The latest controversy to strike New Haven’s mayoral race has been eight years in the making.
Mayoral candidate and budget watchdog Jeffrey Kerekes held a press conference at Dixwell’s Stetson Library Tuesday afternoon to call for Mayor John DeStefano Jr. to pay the $5 million settlement reached this year in the 2009 Ricci v. DeStefano Supreme Court case personally. Kerekes said that he had contacted Connecticut’s attorney general to investigate his claim, adding that he had uncovered evidence that DeStefano had purposefully sabotaged promotional examinations of city firefighters for personal reasons and illegally transferred property to avoid liability in the settlement.
“This move is an effort to protect the citizens and taxpayers of New Haven since John DeStefano continues to act in his own best interest and not ours,” Kerekes said in a Monday press release.
The Ricci case began in 2004 when the city’s Civil Service Board, in an attempt to avoid violating Title VII of the Civil Rights Act, threw out the results of a firefighters’ promotional tests in an attempt to avoid violating Title VII of the Civil Rights Act. Because white firefighters had performed better than black and Hispanic firefighters, the test would have resulted in nearly all promotions going to the white firefighters. Twenty city firefighters who would have been promoted contested the action and eventually won a settlement in a landmark Supreme Court decision.
The Supreme Court decision in the Ricci v. DeStefano case stated that “a jury could rationally infer that city officials worked behind the scenes to sabotage the promotional examinations because they knew that, were the exams certified, the Mayor would incur the wrath of [Rev. Boise] Kimber and other influential leaders of New Haven’s African-American community.”
Kerekes said that DeStefano’s electoral successes have depended on Kimber’s support, adding that Kimber has received city land and an assignment on the City of New Haven Fire Commission from DeStefano.
DeStefano’s campaign manager Danny Kedem denied the allegations and described Kerekes’ claims as nothing more than “sleazy personal attacks” and a “fantasy” in order to help him win votes. City Hall spokesman Adam Joseph declined to comment on the accusations because, he said Kerekes’ claims were a campaign matter.
But Kerekes also claims that DeStefano committed a fraudulent property transfer during the trial. In April 2008, at the height of the Ricci trial, DeStefano transferred his two real estate properties in New Haven to his wife, which Kerekes said was done to avoid personal liability in the trial.

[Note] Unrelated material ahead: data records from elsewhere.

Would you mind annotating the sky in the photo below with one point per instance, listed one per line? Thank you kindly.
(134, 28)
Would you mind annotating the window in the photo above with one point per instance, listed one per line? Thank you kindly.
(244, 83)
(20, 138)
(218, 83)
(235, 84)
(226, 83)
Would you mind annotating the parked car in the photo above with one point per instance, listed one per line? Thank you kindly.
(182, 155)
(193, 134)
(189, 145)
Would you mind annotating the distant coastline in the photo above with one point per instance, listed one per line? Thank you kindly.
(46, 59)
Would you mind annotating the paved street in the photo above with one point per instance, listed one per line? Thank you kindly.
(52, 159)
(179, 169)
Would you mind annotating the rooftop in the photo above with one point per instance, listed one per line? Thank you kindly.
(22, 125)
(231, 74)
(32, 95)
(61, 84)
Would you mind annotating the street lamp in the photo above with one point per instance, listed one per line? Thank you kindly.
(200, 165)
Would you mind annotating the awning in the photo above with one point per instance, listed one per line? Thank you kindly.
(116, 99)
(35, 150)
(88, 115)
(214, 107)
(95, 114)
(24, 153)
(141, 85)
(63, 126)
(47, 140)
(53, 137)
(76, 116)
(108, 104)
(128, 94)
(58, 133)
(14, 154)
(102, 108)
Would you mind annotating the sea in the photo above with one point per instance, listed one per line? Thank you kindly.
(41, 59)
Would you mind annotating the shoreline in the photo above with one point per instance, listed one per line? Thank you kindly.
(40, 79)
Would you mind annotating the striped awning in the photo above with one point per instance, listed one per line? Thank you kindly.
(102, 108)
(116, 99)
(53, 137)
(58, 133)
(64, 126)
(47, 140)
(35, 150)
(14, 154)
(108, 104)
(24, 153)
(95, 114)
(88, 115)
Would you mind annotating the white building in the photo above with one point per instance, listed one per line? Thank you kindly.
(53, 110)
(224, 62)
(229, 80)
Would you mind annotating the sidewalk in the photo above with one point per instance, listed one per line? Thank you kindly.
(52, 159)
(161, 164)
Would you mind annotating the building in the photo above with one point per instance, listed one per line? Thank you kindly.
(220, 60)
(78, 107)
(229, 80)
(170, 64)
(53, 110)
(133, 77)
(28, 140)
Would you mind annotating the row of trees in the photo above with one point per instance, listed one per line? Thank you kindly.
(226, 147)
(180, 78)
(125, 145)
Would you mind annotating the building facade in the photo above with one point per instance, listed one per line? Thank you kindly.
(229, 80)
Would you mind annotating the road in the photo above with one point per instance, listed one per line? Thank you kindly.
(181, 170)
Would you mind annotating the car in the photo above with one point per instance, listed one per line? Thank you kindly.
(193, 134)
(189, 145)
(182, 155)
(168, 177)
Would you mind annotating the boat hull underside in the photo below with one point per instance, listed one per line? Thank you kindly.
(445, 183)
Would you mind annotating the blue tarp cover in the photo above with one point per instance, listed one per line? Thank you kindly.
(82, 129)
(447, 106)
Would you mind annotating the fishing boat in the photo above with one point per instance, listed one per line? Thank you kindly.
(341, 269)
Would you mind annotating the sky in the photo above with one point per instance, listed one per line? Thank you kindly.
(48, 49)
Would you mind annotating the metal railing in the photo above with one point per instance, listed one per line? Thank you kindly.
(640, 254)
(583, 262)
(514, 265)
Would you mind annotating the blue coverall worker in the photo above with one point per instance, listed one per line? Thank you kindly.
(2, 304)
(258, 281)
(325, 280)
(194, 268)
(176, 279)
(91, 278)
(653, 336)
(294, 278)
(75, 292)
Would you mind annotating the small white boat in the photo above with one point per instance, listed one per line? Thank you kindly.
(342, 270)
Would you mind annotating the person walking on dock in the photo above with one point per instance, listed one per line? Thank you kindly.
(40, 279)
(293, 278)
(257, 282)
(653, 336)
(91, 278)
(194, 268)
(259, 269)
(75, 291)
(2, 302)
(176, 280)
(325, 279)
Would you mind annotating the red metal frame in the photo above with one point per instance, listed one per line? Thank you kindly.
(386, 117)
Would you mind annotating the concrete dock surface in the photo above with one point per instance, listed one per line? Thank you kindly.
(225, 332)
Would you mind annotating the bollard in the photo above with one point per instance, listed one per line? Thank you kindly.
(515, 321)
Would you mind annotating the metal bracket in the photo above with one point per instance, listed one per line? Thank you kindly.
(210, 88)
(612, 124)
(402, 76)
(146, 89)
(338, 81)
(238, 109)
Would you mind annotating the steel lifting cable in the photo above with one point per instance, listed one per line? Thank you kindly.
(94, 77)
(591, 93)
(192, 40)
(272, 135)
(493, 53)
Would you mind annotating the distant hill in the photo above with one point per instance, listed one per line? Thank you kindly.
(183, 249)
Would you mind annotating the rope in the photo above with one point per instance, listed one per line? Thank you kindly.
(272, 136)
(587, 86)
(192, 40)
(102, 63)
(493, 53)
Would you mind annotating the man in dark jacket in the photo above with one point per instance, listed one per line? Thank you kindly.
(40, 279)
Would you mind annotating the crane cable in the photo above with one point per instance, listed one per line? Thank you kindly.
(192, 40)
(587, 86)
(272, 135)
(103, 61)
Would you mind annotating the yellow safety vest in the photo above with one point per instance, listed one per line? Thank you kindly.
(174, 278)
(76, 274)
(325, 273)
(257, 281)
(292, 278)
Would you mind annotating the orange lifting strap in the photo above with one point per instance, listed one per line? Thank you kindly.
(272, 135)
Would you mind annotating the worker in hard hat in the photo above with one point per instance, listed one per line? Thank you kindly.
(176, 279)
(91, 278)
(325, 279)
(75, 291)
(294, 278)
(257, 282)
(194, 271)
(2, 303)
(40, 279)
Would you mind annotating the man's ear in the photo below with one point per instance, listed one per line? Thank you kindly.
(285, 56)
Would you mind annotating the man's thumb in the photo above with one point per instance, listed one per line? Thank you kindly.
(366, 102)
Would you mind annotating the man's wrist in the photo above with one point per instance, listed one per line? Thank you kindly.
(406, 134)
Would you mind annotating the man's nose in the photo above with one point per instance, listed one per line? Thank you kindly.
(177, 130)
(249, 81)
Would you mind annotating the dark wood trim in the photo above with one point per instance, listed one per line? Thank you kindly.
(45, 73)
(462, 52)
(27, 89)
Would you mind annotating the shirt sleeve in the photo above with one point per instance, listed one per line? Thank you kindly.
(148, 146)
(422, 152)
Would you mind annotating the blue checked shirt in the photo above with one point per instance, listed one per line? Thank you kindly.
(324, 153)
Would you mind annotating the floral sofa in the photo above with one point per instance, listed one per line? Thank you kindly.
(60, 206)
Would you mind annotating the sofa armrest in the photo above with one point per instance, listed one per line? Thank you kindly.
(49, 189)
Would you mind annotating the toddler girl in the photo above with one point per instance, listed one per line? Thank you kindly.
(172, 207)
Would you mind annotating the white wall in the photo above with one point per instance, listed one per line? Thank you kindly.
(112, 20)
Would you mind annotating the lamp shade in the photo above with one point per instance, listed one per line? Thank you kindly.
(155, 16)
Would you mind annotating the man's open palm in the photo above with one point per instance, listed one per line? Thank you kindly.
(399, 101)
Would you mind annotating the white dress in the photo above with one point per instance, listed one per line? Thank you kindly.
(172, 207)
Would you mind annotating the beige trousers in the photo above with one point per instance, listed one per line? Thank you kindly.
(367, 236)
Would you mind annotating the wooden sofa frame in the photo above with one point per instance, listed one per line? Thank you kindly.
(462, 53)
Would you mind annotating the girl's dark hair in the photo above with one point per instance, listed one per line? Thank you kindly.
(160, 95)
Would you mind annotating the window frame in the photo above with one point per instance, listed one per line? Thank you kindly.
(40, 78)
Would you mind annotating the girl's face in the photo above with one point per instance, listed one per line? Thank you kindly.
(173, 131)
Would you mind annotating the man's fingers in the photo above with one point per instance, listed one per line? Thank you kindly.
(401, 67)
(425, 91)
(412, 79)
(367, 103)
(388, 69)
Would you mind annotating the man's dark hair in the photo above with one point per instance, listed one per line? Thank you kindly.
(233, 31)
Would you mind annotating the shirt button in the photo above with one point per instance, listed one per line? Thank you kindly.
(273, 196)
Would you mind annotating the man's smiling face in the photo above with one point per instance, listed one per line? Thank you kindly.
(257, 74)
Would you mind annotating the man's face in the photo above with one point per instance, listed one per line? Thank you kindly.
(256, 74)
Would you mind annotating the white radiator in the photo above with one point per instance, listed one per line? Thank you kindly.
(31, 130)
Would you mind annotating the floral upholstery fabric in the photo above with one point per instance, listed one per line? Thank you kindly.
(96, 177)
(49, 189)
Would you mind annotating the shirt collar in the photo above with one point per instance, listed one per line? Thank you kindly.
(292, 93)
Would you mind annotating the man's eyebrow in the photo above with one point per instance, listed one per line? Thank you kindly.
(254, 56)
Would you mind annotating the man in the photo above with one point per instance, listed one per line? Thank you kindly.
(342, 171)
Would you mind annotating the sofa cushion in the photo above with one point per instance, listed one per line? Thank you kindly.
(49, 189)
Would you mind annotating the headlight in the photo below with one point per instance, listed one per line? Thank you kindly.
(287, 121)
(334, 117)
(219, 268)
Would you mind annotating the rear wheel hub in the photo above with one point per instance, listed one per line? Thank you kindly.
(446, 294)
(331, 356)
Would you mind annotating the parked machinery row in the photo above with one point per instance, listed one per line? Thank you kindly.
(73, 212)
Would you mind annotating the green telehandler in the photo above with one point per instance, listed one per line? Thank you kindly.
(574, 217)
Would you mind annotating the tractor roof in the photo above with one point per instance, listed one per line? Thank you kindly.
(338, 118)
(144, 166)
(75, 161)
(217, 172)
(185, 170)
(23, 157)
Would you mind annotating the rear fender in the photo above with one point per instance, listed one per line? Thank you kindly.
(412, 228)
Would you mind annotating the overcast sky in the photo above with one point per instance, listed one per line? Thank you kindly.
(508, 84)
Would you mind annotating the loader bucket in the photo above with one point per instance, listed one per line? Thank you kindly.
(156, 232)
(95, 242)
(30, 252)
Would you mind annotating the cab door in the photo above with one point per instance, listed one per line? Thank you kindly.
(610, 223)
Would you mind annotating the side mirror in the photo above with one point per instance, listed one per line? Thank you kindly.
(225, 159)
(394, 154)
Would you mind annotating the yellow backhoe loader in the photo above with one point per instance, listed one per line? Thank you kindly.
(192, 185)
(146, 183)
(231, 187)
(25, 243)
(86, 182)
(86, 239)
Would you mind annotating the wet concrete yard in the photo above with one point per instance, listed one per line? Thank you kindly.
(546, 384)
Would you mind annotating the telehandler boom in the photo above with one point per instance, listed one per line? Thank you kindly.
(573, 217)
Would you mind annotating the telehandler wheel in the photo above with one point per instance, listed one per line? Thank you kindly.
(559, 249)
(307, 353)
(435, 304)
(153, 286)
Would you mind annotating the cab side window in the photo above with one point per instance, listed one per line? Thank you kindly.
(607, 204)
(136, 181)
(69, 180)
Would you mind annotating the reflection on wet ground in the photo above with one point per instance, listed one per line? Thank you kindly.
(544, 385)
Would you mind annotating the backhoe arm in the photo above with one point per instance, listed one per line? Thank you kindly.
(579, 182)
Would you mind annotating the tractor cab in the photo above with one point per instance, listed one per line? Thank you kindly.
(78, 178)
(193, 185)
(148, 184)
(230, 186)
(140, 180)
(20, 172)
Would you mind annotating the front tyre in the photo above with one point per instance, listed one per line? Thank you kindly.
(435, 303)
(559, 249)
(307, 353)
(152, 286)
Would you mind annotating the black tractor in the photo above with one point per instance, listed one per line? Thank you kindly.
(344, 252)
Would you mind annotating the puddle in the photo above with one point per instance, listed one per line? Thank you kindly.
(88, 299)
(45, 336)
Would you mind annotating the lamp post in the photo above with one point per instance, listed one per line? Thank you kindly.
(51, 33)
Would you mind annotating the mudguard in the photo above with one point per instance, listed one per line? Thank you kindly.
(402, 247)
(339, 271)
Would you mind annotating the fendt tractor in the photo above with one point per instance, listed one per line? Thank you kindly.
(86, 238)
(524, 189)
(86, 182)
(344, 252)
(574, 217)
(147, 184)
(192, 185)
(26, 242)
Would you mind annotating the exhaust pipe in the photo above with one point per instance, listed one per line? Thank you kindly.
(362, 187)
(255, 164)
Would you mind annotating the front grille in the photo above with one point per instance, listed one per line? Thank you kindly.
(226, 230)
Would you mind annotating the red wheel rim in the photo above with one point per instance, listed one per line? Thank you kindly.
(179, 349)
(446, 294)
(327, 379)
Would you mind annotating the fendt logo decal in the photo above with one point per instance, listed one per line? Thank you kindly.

“The mayor transferred his assets to protect himself when he knew he made a bad decision,” Kerekes said, adding that this also means DeStefano is no longer a New Haven taxpayer.
In his letter to state Attorney General George Jepsen, Kerekes requested that Jepsen hold DeStefano personally liable for the costs of the Ricci settlement, as well as for the “apparently fraudulent transfer of assets” in 2008.
In response to these claims, DeStefano’s campaign said that accusations against the mayor were distractions from the city’s real issues.
“Mr. Kerekes isn’t talking about creating jobs, isn’t talking about keeping our families safe,” Kedem said. “Without any experiences and without any ideas, he has to resort to distracting the public with dirty politics. It is an act of desperation.”
Kerekes’s call for the mayor’s liability hit a stumbling block Tuesday afternoon, when the attorney general issued a statement following the candidate’s press conference.
“My office is not authorized to oversee the manner that municipalities handle litigation and settlements in cases against them. Nor are we authorized to review municipal decisions regarding indemnification of local government officials and employees,” Jepsen said in a statement released by his office.
Despite this setback, Kerekes said he is still looking at other methods to hold DeStefano accountable.
In the settlement, the city will pay the firefighters a combined total of $2 million over the next two years, and each complainant’s pension plan will be treated as if he had been on the service for an extra three years.